I think he could have gotten away with naming his daughter Photophone, but he would have to pronounce it as if she were a character from an ancient greek epic: phoTOphoNEE.

Years and years ago, I took a photo set of the Santa Cruz boardwalk and all of its beautifully painted buildings and rides, in the middle of January when it was completely and utterly devoid of people. I think I encountered one person the entire visit. I was thrilled because it let me add a second album to my collection of “places that are gorgeous and deserve photographs taken of them without all those annoying people in the way”, and I celebrated the reactions from people. Which were, more or less, that is was incredibly weird to see it portrayed in perfectly normal lighting and color and tone, but missing the one thing that everyone takes for granted: passersby.

Anyways, I reawoke this old dead account (I have since changed names everywhere, here too) so I can link the album and talk about it. Not because I care about appreciation of my photos, but because as an early adopter of the trend, I found it was possible to create the eeriness of today’s ’liminal spaces’ without the ‘lifeless’ characteristics of the Backrooms, House of Leaves, an so on. It’s a lot easier to create that feeling with decay, with monotonality, with cookie-cutter cubicle mazes; and, the theory tends to connect with people more readily as plausible if you include ‘rotted by time and age’ to justify the emptiness as Horizon Zero Dawn and Last of Is both lovingly demonstrated.
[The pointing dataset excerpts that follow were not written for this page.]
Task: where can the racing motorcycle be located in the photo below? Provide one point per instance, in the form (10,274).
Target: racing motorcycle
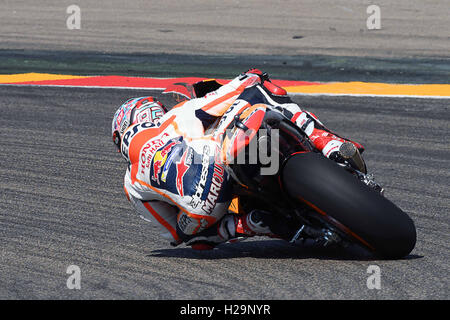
(332,203)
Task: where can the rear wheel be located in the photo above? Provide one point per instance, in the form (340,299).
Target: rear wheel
(351,206)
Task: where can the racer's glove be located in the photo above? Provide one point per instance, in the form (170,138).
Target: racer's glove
(262,75)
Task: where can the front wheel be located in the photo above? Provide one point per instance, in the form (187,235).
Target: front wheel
(351,206)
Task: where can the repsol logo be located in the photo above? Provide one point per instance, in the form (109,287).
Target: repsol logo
(196,198)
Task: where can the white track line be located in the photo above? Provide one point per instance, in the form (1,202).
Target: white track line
(290,93)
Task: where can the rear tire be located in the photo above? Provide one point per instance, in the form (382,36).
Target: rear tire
(353,207)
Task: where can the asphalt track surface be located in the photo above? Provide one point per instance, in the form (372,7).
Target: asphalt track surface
(62,204)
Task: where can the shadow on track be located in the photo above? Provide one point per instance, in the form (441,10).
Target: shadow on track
(271,249)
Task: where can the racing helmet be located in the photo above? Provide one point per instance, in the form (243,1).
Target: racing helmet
(135,110)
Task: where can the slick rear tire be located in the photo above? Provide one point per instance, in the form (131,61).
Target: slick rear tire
(351,206)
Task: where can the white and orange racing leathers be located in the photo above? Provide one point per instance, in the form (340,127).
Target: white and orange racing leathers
(174,177)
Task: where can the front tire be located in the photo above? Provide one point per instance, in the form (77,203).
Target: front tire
(350,205)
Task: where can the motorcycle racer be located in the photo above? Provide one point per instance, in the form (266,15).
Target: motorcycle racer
(175,177)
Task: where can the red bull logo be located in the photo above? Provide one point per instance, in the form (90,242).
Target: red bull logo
(160,158)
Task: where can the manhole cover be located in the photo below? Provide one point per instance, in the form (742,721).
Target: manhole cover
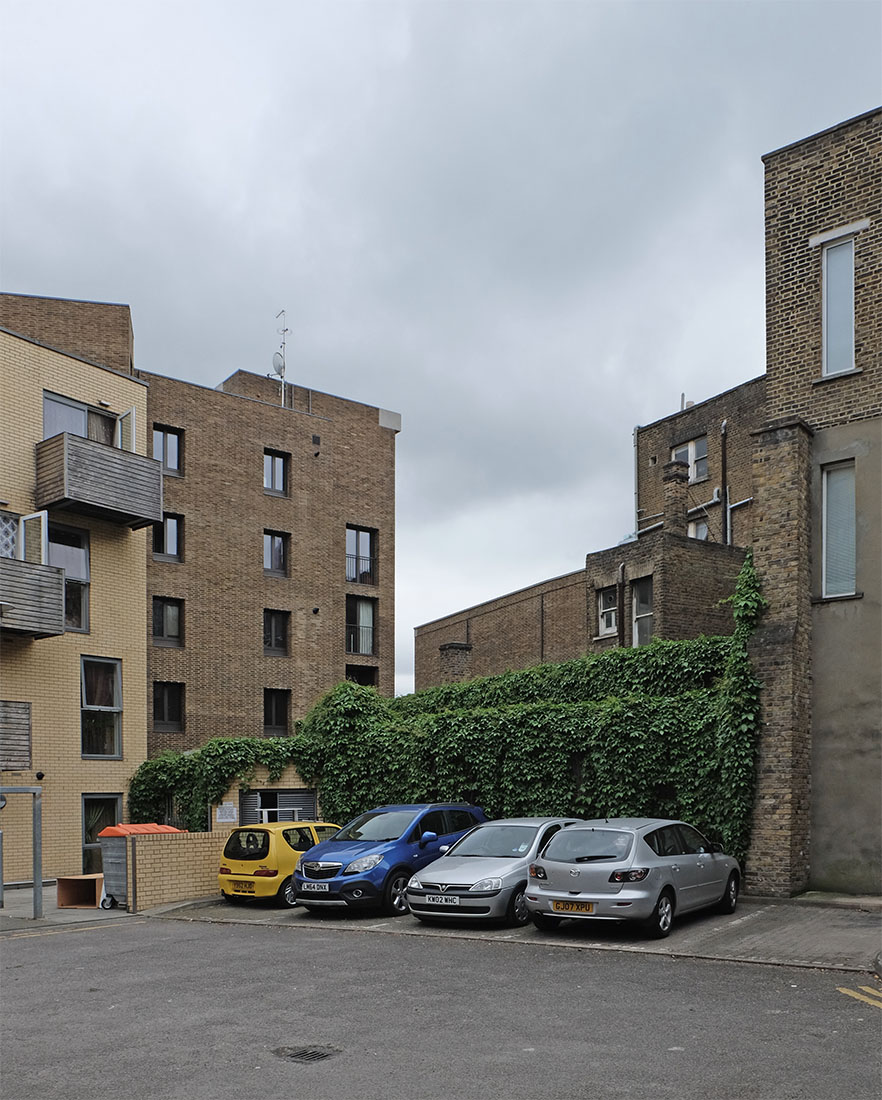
(305,1053)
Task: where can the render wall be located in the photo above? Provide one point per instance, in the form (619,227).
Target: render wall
(346,476)
(46,672)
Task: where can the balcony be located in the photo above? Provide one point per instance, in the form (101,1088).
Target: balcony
(31,598)
(92,479)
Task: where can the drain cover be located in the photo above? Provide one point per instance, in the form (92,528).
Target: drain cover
(305,1053)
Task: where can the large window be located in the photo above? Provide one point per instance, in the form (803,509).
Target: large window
(101,706)
(69,550)
(168,538)
(275,553)
(168,448)
(641,592)
(361,556)
(838,530)
(693,452)
(606,612)
(275,633)
(360,625)
(167,622)
(99,811)
(839,307)
(276,704)
(275,472)
(167,706)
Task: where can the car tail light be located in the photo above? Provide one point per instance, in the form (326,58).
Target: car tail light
(634,875)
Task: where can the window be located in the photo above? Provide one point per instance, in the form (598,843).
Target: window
(101,706)
(839,307)
(606,611)
(361,556)
(62,414)
(275,633)
(168,448)
(642,611)
(275,553)
(275,472)
(168,538)
(838,530)
(167,622)
(98,812)
(275,712)
(363,674)
(167,706)
(695,453)
(69,550)
(360,625)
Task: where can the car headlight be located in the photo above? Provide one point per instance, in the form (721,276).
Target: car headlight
(487,884)
(362,864)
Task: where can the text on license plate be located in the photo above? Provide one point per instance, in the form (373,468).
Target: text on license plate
(573,906)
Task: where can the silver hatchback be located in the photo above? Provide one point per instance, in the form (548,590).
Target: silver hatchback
(630,869)
(484,875)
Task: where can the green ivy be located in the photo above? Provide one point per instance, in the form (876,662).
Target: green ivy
(668,729)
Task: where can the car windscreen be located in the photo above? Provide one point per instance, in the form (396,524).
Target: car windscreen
(377,826)
(502,842)
(587,845)
(247,844)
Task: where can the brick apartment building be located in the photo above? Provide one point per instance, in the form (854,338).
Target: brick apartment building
(176,563)
(77,496)
(789,464)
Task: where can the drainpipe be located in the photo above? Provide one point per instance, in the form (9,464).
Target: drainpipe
(724,480)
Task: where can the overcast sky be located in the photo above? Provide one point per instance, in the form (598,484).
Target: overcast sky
(526,226)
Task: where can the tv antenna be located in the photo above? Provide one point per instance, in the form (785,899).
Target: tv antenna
(278,358)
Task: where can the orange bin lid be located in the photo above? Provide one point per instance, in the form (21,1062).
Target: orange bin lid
(138,829)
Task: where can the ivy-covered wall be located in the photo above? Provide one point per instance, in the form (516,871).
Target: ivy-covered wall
(668,729)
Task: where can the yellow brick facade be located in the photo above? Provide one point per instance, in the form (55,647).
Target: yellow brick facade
(45,672)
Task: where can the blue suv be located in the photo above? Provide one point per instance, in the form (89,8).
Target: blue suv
(370,861)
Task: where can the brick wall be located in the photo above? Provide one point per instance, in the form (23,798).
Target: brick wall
(346,476)
(96,330)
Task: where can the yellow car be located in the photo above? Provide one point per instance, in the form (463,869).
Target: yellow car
(258,860)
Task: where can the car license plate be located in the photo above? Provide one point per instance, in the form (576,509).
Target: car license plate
(573,906)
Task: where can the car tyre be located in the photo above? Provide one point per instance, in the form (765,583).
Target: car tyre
(395,894)
(546,923)
(729,899)
(287,893)
(659,924)
(517,914)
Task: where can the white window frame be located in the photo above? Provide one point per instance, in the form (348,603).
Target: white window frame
(825,537)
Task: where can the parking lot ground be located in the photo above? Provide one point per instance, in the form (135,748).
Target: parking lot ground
(826,936)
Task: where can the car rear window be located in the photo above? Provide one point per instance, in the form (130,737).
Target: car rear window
(247,844)
(587,845)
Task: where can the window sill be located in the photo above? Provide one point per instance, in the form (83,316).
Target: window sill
(836,600)
(837,374)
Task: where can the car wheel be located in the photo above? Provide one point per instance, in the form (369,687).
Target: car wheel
(729,899)
(517,913)
(287,893)
(659,924)
(395,894)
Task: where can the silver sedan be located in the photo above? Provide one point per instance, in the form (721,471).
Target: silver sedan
(484,875)
(630,869)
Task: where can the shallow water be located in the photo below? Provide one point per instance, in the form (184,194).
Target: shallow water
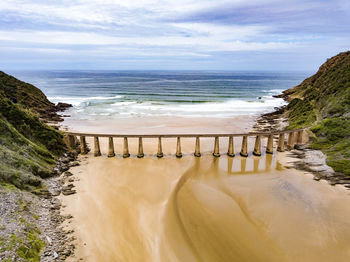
(98,95)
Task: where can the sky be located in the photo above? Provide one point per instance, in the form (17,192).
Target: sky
(172,34)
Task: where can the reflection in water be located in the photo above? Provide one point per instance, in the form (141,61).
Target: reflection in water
(251,165)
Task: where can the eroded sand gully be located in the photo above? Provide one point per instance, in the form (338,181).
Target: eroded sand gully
(204,209)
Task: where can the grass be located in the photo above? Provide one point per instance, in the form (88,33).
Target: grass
(322,102)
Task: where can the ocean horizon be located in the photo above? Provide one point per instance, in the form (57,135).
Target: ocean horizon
(121,94)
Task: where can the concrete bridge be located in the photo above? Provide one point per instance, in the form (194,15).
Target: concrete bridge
(286,138)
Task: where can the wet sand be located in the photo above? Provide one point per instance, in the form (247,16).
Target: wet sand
(204,209)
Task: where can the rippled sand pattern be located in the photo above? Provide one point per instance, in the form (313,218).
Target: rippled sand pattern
(206,209)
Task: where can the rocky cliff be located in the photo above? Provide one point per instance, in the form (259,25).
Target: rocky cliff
(322,102)
(28,146)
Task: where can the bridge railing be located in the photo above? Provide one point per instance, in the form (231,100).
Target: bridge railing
(294,137)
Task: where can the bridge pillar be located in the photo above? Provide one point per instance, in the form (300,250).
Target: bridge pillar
(269,147)
(110,147)
(197,150)
(160,152)
(140,153)
(216,147)
(178,148)
(83,146)
(230,151)
(257,146)
(97,150)
(290,143)
(126,148)
(280,146)
(244,149)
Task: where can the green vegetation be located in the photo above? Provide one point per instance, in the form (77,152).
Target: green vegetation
(27,247)
(322,101)
(28,147)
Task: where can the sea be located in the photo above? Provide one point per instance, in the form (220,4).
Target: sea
(121,94)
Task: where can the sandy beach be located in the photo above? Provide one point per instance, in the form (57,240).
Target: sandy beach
(202,209)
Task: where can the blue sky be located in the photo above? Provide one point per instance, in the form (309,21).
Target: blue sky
(172,34)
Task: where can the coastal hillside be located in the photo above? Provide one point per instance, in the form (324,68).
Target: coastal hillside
(322,101)
(28,146)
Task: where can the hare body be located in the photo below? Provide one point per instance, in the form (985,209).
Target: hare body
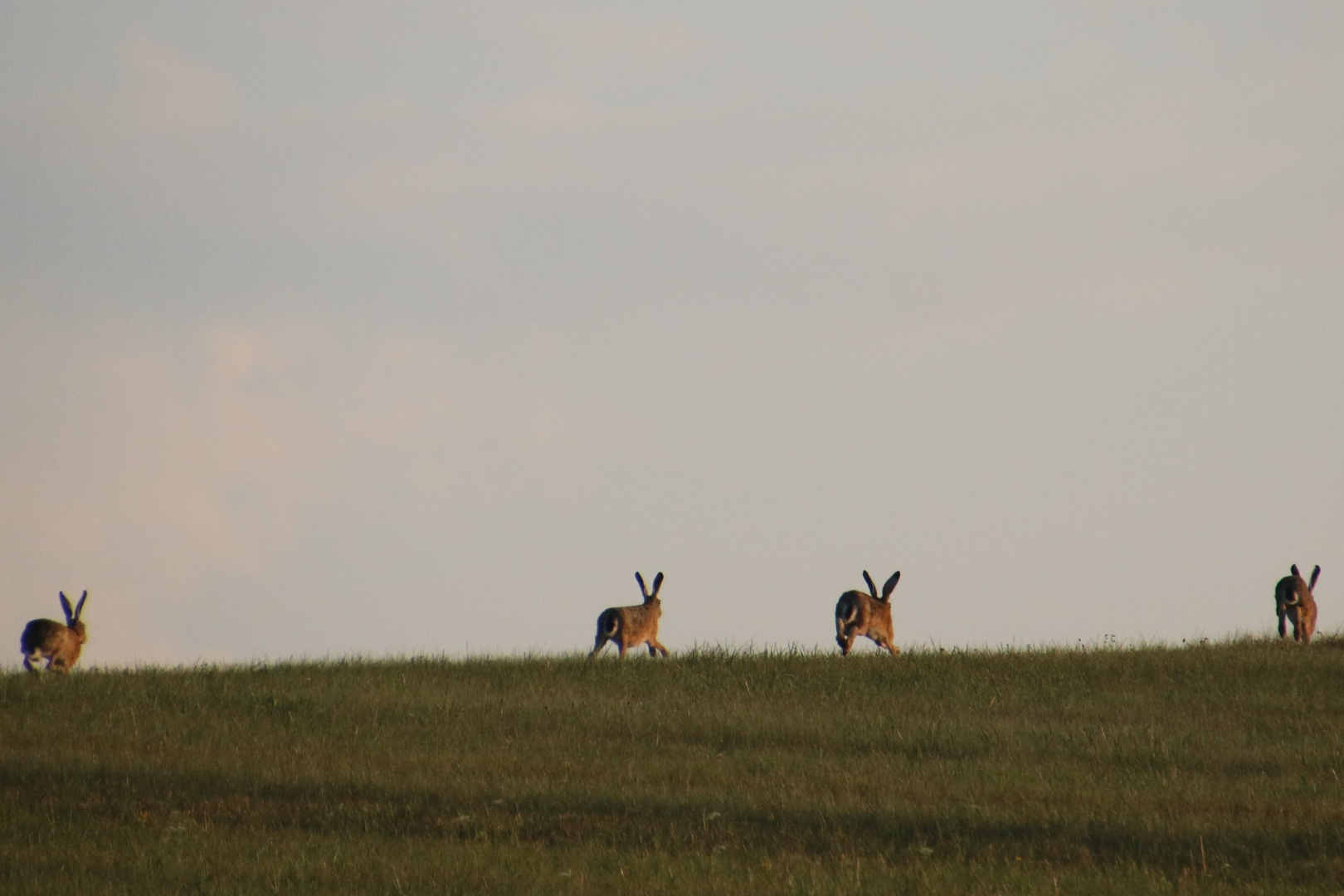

But at the core of all of this modern liminal, is portraying human-dense spaces as human-zero, and then confronting the eternal question that haunts humanity: “What happens in the dark forest when no humans are observing?” Whether it’s a cubicle maze or a carnival ride, as the world grows more and more crowded and lonely, it’s no wonder that we want to spy on our busiest spaces after we’ve all gone home for the day. What do they get up to? Where did all the people go? Is this merely a painting of a screaming person on a wall, or is this space empty because they were consumed?

https://www.flickr.com/photos/floatingatoll/albums/721576328...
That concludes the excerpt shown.